勝山陣屋(かつやま)
 別称  : 加知山陣屋
 分類  : 陣屋
 築城者: 内藤清政
 遺構  : 井戸
 交通  : JR内房線安房勝山駅徒歩10分


       <沿革>
           元和八年(1622)、内藤清成の次男清政が安房国内3万石に加増・転封され、勝山城跡
          麓に陣屋を建造した。しかし、清政は21歳で嗣子なく病没し、弟の正勝もまだ若かったため、
          安房勝山藩はわずか1年でいったん廃藩となった。
           寛永三年(1626)、成長した正勝は2万石で藩を再興したが、やはり同六年(1629)に22歳
          の若さで世を去った。正勝には男子があったが、当然ながら幼少であり、遺児重頼は長狭郡
          5千石のみを相続し、藩と勝山陣屋は再び廃された。ちなみに、重頼の養子で甥の清枚は、
          高遠藩の初代藩主となった。
           その後、勝山周辺は小浜藩領となったが、寛文八年(1668年)に3代藩主酒井忠直が甥の
          忠国に1万石を分知し、安房勝山藩が復活した。

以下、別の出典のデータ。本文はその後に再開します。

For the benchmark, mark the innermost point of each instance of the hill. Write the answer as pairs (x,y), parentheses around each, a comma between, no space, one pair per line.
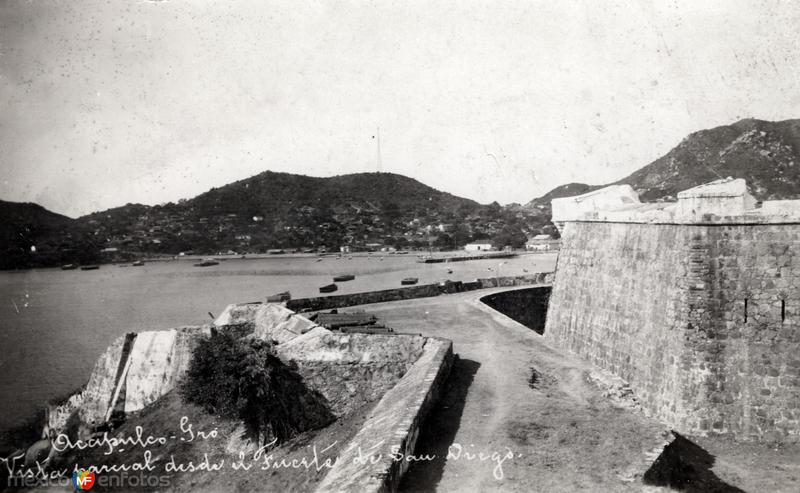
(287,211)
(56,238)
(766,154)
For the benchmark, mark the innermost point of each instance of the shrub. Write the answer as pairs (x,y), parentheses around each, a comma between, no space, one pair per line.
(242,378)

勝山藩酒井家は最終的に1万2千石となり、
          9代を数えて明治維新を迎えた。ちなみに、明治二年(1869)には勝山の別称である加知山
          藩へ改称している。


       <手記>
           中世勝山城跡の北東麓に、ピースサインの指のような二又の細尾根があり、その間から
          先端麓にかけてが、勝山陣屋跡とされています。2本の尾根の指先にはそれぞれ屋敷稲荷
          があり、東西一対の守護神だったようです。
           そのうち西側の稲荷社の少し東方には、陣屋のものとされる井戸があります。一方の東の
          稲荷社裏には、屋敷からの抜け穴と呼ばれる洞穴がありますが、出入口が丸見えなので、
          実際のところは不明です。
           郵便局前の港通りが陣屋の北辺だったようですが、現状ではそれら以外に陣屋の遺物は
          みられないようです。また、200mほど南の最誓寺は、3千石を分知された忠国の次男忠成
          が設けた板井ヶ谷陣屋の跡とされています。

           
 勝山陣屋跡現況。
西の屋敷稲荷。 
 稲荷東方の井戸跡。
東の屋敷稲荷。 
 稲荷背後の伝・屋敷からの抜け穴。